Amstrad Computer User
1st March 1989
Categories: Review: Software
Publisher: SkySlip Computers
Machine: Amstrad CPC464
Published in Amstrad Computer User #52
Solar Warrior
Many years ago at the start of the 25th century - I missed that... must have overslept – the Solar Warriors protected Earth and all its baubles and trinkets by spreading them around the known universe. It is now the year 2650 and the location of all the goodies is the worst kept secret in the Solar System.
For reasons untold but pretty important to the plot, you are the only Solar Warrior left. You must zoom around all the planets to deinfest them of the bad guys, who are bent on treasure theft and general shoot-'em-up mayhem.
First mission: A choice of Pluto or Mars. The colourful enemy craft scroll in from the right, ducking, weaving, blasting and generally trying to relieve you of one of your six lives. A gentle hint of things to come.
Automatic docking with the mothership and a few seconds to get your breath back before stage two, the descent to the planet. A strange antigravity side-slipping motion is used here. If you don't land gently, and in the right place, it's...
A tricky manoeuvre, but if you are the one at parties who can balance a jelly on a broomstick while coming down the staircase on roller skates, you will do well here.
Once safely on the surface you blossom out of the landing craft into a vehicle that owes its ancestry to a tank, a high-speed train and a spacehopper. With this you trundle left and right through the scrolling planetscape. The surface undulates – if you come to a pothole too wide to drive over, a wiggle on the joystick and your craft bounces across.

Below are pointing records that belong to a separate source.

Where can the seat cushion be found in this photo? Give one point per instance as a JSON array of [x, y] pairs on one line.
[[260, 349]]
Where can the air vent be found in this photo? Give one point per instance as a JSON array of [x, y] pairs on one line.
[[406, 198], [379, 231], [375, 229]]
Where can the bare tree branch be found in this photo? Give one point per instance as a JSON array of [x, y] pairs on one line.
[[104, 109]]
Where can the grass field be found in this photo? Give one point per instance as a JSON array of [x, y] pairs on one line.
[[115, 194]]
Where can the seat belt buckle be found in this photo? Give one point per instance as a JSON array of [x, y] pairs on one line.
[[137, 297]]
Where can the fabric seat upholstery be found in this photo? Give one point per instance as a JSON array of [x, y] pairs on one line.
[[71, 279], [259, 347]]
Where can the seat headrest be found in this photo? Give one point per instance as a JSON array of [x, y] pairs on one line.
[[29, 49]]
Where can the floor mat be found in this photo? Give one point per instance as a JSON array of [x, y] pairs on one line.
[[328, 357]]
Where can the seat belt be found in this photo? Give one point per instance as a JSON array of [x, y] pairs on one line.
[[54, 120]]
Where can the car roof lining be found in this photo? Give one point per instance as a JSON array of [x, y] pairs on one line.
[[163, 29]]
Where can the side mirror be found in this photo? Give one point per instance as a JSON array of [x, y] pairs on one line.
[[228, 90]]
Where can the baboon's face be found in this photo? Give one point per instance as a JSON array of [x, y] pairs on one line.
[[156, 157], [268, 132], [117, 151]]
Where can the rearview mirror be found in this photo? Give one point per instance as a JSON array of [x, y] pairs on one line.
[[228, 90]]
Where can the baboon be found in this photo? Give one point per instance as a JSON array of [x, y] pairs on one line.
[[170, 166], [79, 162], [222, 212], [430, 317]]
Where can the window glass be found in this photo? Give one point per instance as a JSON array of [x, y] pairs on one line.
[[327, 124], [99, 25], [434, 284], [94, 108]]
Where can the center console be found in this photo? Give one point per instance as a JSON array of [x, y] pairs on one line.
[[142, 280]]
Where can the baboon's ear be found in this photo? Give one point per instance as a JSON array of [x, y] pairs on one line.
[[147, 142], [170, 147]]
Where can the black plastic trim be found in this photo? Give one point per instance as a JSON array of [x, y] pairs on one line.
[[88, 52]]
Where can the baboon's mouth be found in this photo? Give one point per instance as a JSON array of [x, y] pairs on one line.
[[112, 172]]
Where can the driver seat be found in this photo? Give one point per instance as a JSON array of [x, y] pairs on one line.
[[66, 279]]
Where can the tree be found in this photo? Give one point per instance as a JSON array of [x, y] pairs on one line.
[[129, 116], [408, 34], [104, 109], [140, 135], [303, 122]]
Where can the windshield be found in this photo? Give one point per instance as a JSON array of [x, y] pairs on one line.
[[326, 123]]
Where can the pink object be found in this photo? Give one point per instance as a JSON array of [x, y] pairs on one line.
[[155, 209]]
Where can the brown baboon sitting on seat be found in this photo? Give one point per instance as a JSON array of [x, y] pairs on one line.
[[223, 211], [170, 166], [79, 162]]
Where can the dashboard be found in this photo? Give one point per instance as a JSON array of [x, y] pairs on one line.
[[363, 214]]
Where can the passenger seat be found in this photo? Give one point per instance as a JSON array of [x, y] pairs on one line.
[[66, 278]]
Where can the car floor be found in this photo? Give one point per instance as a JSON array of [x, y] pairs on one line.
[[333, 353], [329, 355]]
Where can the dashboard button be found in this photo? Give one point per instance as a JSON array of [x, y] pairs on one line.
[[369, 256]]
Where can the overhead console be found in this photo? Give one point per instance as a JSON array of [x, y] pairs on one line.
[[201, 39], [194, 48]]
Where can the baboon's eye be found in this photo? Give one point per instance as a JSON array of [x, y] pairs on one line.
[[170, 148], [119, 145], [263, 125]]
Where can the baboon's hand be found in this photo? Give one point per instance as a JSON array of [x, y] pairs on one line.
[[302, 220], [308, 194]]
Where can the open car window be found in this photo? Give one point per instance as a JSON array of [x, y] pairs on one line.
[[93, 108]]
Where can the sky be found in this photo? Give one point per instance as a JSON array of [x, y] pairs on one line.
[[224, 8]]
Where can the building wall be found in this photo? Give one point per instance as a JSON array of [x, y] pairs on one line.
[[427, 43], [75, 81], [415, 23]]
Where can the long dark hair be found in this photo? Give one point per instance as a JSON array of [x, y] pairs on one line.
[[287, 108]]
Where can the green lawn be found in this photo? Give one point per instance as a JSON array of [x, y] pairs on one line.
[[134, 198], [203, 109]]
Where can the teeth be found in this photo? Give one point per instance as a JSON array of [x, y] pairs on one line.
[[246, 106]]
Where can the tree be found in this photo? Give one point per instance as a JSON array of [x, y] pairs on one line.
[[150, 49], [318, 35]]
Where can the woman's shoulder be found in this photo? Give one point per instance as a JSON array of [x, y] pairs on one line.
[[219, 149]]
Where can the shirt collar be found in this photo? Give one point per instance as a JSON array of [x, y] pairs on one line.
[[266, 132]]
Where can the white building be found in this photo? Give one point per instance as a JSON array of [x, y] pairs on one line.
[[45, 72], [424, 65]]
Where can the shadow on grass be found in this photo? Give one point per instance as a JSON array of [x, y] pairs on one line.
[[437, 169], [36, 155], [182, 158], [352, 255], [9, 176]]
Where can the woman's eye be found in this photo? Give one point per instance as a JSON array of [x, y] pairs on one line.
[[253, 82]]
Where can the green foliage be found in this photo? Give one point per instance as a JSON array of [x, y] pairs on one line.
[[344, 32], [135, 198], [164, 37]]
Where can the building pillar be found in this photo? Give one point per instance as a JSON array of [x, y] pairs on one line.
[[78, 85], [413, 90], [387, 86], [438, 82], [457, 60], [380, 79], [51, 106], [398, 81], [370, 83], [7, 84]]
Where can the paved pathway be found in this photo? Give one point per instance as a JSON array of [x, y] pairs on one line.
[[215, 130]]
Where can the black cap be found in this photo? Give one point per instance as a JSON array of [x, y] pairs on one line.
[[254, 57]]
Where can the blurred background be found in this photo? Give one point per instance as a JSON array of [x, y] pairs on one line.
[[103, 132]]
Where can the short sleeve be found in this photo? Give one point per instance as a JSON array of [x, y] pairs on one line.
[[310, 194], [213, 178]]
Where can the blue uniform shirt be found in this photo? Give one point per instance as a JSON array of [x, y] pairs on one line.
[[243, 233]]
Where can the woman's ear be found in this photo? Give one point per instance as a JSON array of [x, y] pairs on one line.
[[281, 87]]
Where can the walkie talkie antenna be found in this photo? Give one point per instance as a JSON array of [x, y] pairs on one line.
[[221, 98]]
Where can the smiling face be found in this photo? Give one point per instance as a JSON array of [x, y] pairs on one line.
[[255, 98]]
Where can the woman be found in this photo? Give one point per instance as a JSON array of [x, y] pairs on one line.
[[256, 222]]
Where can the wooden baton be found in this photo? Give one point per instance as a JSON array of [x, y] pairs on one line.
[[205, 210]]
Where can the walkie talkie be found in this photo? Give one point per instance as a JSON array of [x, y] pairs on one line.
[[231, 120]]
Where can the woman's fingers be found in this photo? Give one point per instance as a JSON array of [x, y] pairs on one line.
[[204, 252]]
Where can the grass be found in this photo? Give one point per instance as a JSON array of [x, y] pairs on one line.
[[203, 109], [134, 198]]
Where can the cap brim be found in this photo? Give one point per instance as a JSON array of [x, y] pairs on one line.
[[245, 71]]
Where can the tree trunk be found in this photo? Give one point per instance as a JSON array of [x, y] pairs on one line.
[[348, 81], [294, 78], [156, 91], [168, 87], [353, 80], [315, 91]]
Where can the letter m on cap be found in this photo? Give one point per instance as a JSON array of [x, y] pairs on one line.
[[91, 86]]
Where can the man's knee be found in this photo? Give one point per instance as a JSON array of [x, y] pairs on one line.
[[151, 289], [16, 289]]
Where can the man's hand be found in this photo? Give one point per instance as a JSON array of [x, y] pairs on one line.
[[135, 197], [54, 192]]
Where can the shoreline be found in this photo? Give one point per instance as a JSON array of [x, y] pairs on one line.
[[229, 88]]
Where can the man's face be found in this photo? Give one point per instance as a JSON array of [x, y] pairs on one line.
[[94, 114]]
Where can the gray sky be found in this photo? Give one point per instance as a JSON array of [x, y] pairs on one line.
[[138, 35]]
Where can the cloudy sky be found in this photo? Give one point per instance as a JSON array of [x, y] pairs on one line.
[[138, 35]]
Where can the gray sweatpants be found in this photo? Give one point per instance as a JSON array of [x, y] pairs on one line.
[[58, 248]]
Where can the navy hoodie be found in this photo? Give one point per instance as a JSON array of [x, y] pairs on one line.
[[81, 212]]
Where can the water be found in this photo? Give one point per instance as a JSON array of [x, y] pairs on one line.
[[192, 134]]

With radar scrolling below to tell you where the bad guys are and a wary eye for potholes, you shoot left, right and upwards at the same time. There are points for shooting everything that moves.
Once the enemy are all smitten, it's back to the menu to choose another planet and the same again, only this time a bit harder.
Mars is protected by more fighters than Pluto. They are more vicious, but predictable. After jelly-on-abroomstick time, the landscape of Mars appears, redder and bumpier, with a lovely brand of multiplying ball out to get you.
Complete Mars and you've finished the first mission. Now it's off to visit Venus – lovely architecture, nasty surface and the pace is really hotting up. Venus was a devil. So was the thing with the odd name. By teatime I didn't want any tea. Just one more wave, please. Liz says the attack waves are too predictable, but that is what makes it playable for me – knowing where to skulk off and hide to avoid being, aarghhh, xrft-pitxxxxed.
Graphically it's no Rembrandt, but the use of colour, particularly on the planets, is done tastefully. The landing sequence, although strange, is a refreshing challenge. The movement of the land buggy is done well, with its suspension and bouncing motion a pleasant change from the anywhere as long as it's sideways feel of many scrolling games.